Afa sees the intent to demolish the site as unnecessary. “There’s not even one place that’s empty in the 46 homes here. They’re all tenanted. They’re all maintained. A lot of people do the upkeep on their own.”

Neighbours have spent “thousands” maintaining their homes out their own pockets, installing basic comforts such as air conditioning and investing in properties they don’t even own, Afa recounted. One neighbour put in a water purification system “because the water comes from old pipes from the [nearby] railway yard, and it tastes horrible and metallic. Nobody drinks it. We all drink bottled water or purified water.”

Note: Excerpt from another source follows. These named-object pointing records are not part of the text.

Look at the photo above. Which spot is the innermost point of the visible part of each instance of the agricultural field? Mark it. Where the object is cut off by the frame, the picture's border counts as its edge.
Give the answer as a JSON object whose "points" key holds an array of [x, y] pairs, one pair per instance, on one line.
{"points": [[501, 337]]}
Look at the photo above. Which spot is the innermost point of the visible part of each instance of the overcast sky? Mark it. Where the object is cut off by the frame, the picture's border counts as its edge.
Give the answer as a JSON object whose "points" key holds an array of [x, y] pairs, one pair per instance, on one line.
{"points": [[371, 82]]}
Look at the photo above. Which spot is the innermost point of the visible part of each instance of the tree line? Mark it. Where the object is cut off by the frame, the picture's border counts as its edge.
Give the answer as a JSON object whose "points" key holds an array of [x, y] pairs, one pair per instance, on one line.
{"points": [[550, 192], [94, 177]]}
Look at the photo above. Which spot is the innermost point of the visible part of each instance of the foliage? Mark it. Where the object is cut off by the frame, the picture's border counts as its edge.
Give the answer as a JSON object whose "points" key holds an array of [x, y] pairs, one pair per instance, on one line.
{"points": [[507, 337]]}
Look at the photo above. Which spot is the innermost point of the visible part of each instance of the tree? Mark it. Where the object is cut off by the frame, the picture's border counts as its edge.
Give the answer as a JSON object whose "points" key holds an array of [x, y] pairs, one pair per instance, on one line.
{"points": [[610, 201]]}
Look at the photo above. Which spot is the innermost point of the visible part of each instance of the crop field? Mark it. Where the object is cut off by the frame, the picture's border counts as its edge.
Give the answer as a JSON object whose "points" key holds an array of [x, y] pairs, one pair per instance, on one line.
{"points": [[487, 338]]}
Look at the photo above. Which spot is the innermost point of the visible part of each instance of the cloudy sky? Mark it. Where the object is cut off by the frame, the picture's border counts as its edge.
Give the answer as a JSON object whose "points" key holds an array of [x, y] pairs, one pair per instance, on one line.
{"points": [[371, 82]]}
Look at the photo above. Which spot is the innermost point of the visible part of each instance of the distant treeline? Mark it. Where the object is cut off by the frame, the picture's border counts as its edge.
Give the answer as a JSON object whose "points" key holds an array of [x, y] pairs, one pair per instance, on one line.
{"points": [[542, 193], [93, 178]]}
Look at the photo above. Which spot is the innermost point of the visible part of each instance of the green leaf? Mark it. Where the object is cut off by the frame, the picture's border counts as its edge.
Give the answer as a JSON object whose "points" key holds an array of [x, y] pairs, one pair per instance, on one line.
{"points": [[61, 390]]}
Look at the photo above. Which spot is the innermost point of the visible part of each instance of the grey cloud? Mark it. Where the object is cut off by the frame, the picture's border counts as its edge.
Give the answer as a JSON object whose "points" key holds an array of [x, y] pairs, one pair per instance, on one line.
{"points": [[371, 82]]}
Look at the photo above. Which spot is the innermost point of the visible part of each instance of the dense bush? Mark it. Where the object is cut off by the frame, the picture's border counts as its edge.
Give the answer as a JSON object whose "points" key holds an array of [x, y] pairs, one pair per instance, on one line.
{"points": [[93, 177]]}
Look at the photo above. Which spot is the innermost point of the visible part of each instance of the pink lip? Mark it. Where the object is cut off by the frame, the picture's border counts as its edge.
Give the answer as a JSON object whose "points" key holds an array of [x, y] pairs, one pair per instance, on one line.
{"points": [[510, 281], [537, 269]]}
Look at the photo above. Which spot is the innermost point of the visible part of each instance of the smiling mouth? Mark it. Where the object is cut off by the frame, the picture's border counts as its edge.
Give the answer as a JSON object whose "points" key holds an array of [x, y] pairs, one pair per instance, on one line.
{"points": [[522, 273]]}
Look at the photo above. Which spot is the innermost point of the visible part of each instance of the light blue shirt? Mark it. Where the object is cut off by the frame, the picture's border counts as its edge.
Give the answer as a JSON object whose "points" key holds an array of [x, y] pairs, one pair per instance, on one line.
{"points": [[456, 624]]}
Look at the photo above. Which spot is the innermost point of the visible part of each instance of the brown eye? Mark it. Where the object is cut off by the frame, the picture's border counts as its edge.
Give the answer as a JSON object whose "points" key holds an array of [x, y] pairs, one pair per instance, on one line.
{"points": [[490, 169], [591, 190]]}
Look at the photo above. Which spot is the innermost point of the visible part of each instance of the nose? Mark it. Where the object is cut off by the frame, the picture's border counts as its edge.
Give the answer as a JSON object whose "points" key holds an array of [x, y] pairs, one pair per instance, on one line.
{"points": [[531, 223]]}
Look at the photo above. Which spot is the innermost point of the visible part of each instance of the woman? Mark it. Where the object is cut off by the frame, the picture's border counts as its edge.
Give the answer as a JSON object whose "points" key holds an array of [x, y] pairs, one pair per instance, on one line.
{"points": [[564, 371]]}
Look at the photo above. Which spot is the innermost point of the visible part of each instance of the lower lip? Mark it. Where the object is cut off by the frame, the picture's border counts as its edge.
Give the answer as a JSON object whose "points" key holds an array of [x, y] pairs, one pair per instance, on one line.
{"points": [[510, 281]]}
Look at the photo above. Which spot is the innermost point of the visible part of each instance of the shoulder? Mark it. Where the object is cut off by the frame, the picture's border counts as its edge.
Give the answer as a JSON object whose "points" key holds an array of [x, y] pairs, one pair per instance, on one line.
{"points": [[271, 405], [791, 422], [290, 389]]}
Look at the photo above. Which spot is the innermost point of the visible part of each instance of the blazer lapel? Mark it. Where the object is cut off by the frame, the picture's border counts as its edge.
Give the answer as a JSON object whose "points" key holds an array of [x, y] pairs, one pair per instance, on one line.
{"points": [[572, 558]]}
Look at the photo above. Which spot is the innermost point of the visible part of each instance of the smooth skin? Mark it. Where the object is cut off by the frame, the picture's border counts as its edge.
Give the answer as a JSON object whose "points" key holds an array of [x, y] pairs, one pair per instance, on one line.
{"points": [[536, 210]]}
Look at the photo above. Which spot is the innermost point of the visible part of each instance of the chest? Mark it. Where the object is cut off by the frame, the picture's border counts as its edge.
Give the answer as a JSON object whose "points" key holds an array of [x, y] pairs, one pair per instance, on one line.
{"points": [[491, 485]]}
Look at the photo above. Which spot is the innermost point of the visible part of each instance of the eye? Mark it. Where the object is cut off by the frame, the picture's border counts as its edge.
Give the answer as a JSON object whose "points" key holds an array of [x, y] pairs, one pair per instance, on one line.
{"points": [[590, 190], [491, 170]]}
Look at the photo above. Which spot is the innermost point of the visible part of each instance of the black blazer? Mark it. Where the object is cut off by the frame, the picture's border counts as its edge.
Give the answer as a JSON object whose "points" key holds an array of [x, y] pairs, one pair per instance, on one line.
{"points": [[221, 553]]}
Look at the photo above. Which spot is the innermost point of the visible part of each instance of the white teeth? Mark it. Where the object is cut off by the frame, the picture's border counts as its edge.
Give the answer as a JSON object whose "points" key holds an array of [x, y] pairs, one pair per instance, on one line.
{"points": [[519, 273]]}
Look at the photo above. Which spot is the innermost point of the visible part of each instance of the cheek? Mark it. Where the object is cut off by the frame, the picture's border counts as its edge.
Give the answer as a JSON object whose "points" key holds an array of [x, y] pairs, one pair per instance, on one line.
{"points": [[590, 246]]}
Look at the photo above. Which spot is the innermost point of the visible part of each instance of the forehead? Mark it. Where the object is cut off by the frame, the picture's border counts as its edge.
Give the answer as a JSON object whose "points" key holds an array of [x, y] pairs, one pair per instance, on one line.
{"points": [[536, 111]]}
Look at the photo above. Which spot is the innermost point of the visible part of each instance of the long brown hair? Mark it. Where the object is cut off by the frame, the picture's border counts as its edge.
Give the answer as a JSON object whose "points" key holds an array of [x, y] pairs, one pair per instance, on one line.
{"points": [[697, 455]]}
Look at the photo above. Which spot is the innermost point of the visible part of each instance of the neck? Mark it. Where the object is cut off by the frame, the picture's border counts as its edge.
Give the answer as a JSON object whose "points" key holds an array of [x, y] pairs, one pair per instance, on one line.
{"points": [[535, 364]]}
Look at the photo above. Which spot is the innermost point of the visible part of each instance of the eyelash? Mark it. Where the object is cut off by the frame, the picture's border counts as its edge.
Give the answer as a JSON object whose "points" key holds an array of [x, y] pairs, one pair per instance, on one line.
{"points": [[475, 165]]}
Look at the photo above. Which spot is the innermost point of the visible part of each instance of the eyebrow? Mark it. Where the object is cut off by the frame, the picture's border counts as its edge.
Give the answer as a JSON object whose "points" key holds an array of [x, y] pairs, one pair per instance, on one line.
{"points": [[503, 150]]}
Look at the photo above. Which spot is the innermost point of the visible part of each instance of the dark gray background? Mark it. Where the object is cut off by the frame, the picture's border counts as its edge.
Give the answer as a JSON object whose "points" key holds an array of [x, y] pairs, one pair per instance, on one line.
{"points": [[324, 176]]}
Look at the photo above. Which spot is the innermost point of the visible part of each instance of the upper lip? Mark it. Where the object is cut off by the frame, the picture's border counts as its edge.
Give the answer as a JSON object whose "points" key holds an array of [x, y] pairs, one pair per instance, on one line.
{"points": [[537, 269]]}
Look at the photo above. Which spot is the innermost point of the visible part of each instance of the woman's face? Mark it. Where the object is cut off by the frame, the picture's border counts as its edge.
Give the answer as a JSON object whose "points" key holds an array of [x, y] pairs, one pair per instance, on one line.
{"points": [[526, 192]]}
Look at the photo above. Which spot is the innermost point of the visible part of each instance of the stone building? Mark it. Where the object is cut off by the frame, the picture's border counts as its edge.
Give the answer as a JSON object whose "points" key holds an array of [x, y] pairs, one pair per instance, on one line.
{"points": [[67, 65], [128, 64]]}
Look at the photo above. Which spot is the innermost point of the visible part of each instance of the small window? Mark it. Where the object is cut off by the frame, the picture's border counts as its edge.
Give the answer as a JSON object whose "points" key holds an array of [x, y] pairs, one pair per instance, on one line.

In Afa’s eyes, this DIY spirit has made the estate “a perfect little oasis”. Rezoning the area to enable higher-density tower blocks will destroy the tight-knit community that has formed at Explorer Street – a community Afa labelled “my family”.

Community support is widespread

Although the atmosphere at the REDwatch meeting was largely polite, in Chuter’s words, “the bureaucrats there were left with no illusions that the community is strongly opposed to any demolitions.”

There are no signs that grassroots community support will disappear with all parties consulted in the writing of this article indicating they will continue the fight.

Jenny Leong MP said, “public housing tenants, and our inner city community, have been taking to the streets, hosting BBQs, and getting organised to engage those impacted – and together we are sending a clear message that evictions, demolitions and sell-offs are not the solution.”

Last month, City of Sydney Deputy Mayor Sylvie Ellsmore, a Greens Councillor, commended the “strong response” of supporters to the public housing occupation at 82 Wentworth Park Road, Glebe.

“I don’t know if that would have happened five or ten years ago. But community attitudes to public housing have shifted,” she told City Hub back then.

It’s an astute observation in light of the diversity of supporters present at the REDwatch meeting last week. But it remains to be seen if renewed interest in defending public housing and solidarity will save Explorer Street.